When Emerson and I met several years ago, I was finishing up an apprenticeship at Kinderhook Farm and Emerson was consulting to local landowners in environmental design. We both are passionate in sustainability, animal welfare and regenerative agriculture, and as a couple, wanted to produce food that encompassed all these aspects. A couple years later we took the plunge, found farm land to lease and started to implement our ideas into reality
2) What is the most interesting thing you have learned about honey?

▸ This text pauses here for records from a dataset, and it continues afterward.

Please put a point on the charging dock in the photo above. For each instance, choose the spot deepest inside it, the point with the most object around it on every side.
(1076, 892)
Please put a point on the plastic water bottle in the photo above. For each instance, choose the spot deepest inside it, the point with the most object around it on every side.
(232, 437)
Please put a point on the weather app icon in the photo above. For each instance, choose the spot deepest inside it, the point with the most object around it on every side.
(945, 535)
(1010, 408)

Bees are usually known for the honey they produce, but honeybees do so much more than make honey. Our bees have been the most profound of teachers with our development of Woven Stars. Bees have given us great guidance in best management strategies for our farm organism. Especially in learning about maintaining diverse pastures for our livestock, understanding the agricultural practices of neighboring farmers, and the pollination of wildflowers. Conventional agricultural practices have contributed greatly to the decline of the pollinator populations. One of our goals is to provide as much pollinator habitat as possible for our bees and native pollinator species.

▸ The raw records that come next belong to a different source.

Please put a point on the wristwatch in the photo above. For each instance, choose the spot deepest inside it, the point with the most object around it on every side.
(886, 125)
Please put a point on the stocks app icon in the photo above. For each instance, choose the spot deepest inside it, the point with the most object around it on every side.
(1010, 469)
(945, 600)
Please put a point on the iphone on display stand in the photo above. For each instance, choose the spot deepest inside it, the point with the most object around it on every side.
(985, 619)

3) What are the biggest challenges or hurdles you face?
The biggest challenge we currently face is finding a balance in making our products affordable to the local community but getting a fair price for our products to sustain our business. We believe everyone should have access to healthy, organically grown food. Cost factors such as the cost of grain and hay, are limit us when determining the charge for our products. We are currently developing a silvo-rotational system for our sheep, goats and chickens to stop the dependence on hay or cereal grains. We hope to bring the cost of our production down and in turn make our products more affordable in the future.

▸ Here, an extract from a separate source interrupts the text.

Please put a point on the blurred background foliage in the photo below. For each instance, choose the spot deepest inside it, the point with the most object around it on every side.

Another challenge we face is raising bees for honey production in this area of the Hudson Valley. The lack of forage due to large industrial agriculture and the end of summer dearth are challenges in themselves. In addition, we have taken a stance on not treating the bees for any parasites or disease. We believe that the evolution of the honey bee has been greatly hindered by the use of these chemicals within the hive ecosystem. We have above average winter losses but the stock we have built up over the years have shown resistance to these common “pests” and “diseases” that are common in bee keeping and will hopefully continue.
4) How do you balance sustainability with profitability?
The challenge of balancing sustainability with profitability is difficult and we are still trying to figure that out in our new business! One idea we are implementing is operating a diversity of smaller enterprises within the farm to help support one another. For example, if there is a drought one year and the honey production is low, we would put more reliance on our other enterprises to support us for that year.
We are also in the process of expanding our mushroom operation next year, which has proven to be a reliable source of income as it isn’t as weather dependent as our other income sources!
5) Excluding your own, what’s another natural food product(s) or brand that you always have at home and why?
A favorite of ours is Hawthorne Valley Ruby Sauerkraut. We usually buy the gallon carton from the Kraut cellar as it makes a great addition to any meal. It is astonishing how quickly we can go through a whole gallon.